Prices CUTS ARE TRANSFERRED TO WAGES

The legal maximum pay, as of August 2024, is essentially 6, 800 kyat per day. This includes a daily base wage ( last updated in 2018 ) of 4, 800 kyat, plus two additional 1, 000 kyat daily allowances, announced in 2023 and 2024. Since its most recent revision in 2018, the minimum wage would now be about 12, 000 kyat per day.

Real income have likewise fallen considerably. Data from H&amp, M- one of the few companies providing clear data – indicates that wages ( including guaranteed pay but excluding variable things like overtime and prizes ) increased from 199, 000 kyat a month in 2020 to 248, 000 kyat a month at end-2023, an increase of 25 per cent.

Over this exact time, the CPI increased an estimated 88 per cent and the cost of a typical diet, according to the International Food Policy Research Institute, increased 160 per cent.

The result is that an H&amp, M income, which in 2020 was more than enough to supply an ordinary home, was no more do so by end-2023. While some businesses increased income by 20-30 per share in 2024 in response to post-conscription worker shortages, this has not offset decades of declining true income.

The wage drop is caused by a number of factors. The major culprit is high inflation, which is fueled in large part by the military government’s money printing and widespread disdain of the kyat.

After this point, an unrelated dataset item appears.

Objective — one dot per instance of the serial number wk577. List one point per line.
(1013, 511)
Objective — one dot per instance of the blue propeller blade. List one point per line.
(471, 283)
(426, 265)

Businesses also have a business setting that is becoming more and more ineffective. Electricity source has deteriorated: Yangon’s industrial zones then average 20 days of disruptions per day. Nearly every factory owns a machine, which pays significantly more for on 62 % of their strength.

With significant delays to get pathways to China and Thailand as a result of fighting, shipping is more expensive and complicated. Since the enlistment law was made public in February 2024, employees have also been leaving more often.

Growing difficulties are partially offset by the kyat’s loss, where companies sell in foreign currency but have the highest costs there. Factory output is also higher than the military regime’s complicated forex regime, yet with a complex forex regime.

If companies took the exact amount of US money they paid for wages in 2020- about US$ 140 a quarter, according to H&amp, M, and gave workers the kyat received from exchanging that now, they would get over 400, 000 kyat a quarter. Instead, H&amp, M’s data shows that in US dollar terms, wages were down from US$ 140 in 2020 to just US$ 94 a month in 2023.